I hope my argument has convinced you by now. If you care about helping an open source project, here’s a few things you should consider doing:

  1. Ask yourself if the change really is needed. Is it worth the effort - yours and the reviewers?
  2. Be explicit in telling the reviewer what the benefit is, in your PR description. So not “this is faster”, but “under these circumstances I see a 40% performance improvement, and here’s how I benchmarked it”.
  3. Offset the cost of your change proposal. There’s a number of ways you can do this:
    • You can review another PR in return for having yours reviewed (only if you know you are capable of doing that - confusing or incorrect reviews won’t help!).
    • You can answer some user questions on StackOverflow.
    • You can donate to the project.

Cost of a review comment

You can apply the same line of thinking to reviewing rather than opening a pull request. Excessive nitpicking is unfortunately common in open source projects. Yes, each comment has the potential to make the code or documentation a little more perfect, but is it really needed? Each comment is a request to a contributor to do more work. The first few sets of comments for a new contributor may be a good learning experience. After that, non-essential comments potentially frustrate a contributor and may cause him or her to leave or experience unnecessary stress. Instead, as a reviewer you should focus on the major issues: correctness, maintainability, performance, clear documentation, test coverage. Any typo, style issue, or equivalent-but-not-preferred code construct can also be fixed up by you as the reviewer (either push to the branch from which the PR was made, or fix it in a follow-up PR). Or even just ignore it and leave it for another contributor to tackle as a “good first issue”.

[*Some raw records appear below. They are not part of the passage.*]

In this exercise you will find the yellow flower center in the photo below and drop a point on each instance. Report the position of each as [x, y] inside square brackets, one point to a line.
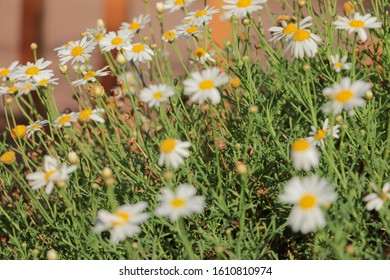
[157, 95]
[19, 131]
[301, 35]
[134, 25]
[4, 72]
[89, 75]
[235, 82]
[64, 119]
[300, 145]
[178, 202]
[338, 65]
[50, 173]
[200, 52]
[357, 23]
[35, 126]
[84, 115]
[344, 96]
[383, 196]
[308, 201]
[167, 146]
[138, 48]
[32, 71]
[117, 41]
[290, 28]
[27, 88]
[98, 36]
[8, 157]
[192, 29]
[206, 84]
[200, 13]
[169, 35]
[77, 51]
[12, 89]
[321, 133]
[124, 218]
[244, 3]
[43, 82]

The issue with nitpicking was driven home for me by two recent experiences. One was attending Maintainerati (highly recommended unconference), where in a session on diversity several non native English speakers said they felt unwelcome by reviewers pointing out small grammatical issues in their doc PRs. The suggestions on what to do instead that I made above are what they said they would have preferred instead. The other one was a NumPy PR where I started noticing excessive back-and-forth comments and fixes on a PR that I wasn’t directly involved in. It was a technically solid PR by a new and obviously capable contributor. It could have been merged after one round of review. Instead, review and rework cycles spanned over 100+ comments and two months. In the end I had to jump in to stop that pattern and finally get the PR merged. It wasn’t pleasant for me to have to do, and I’m fairly sure the experience on that whole PR wasn’t pleasant for anyone involved.

One way of addressing these issues with code review is for projects to write a reviewer guide, and provide feedback to reviewers in the same way as they do to contributors. Every project has a contributor guide; a reviewer guide is equally important.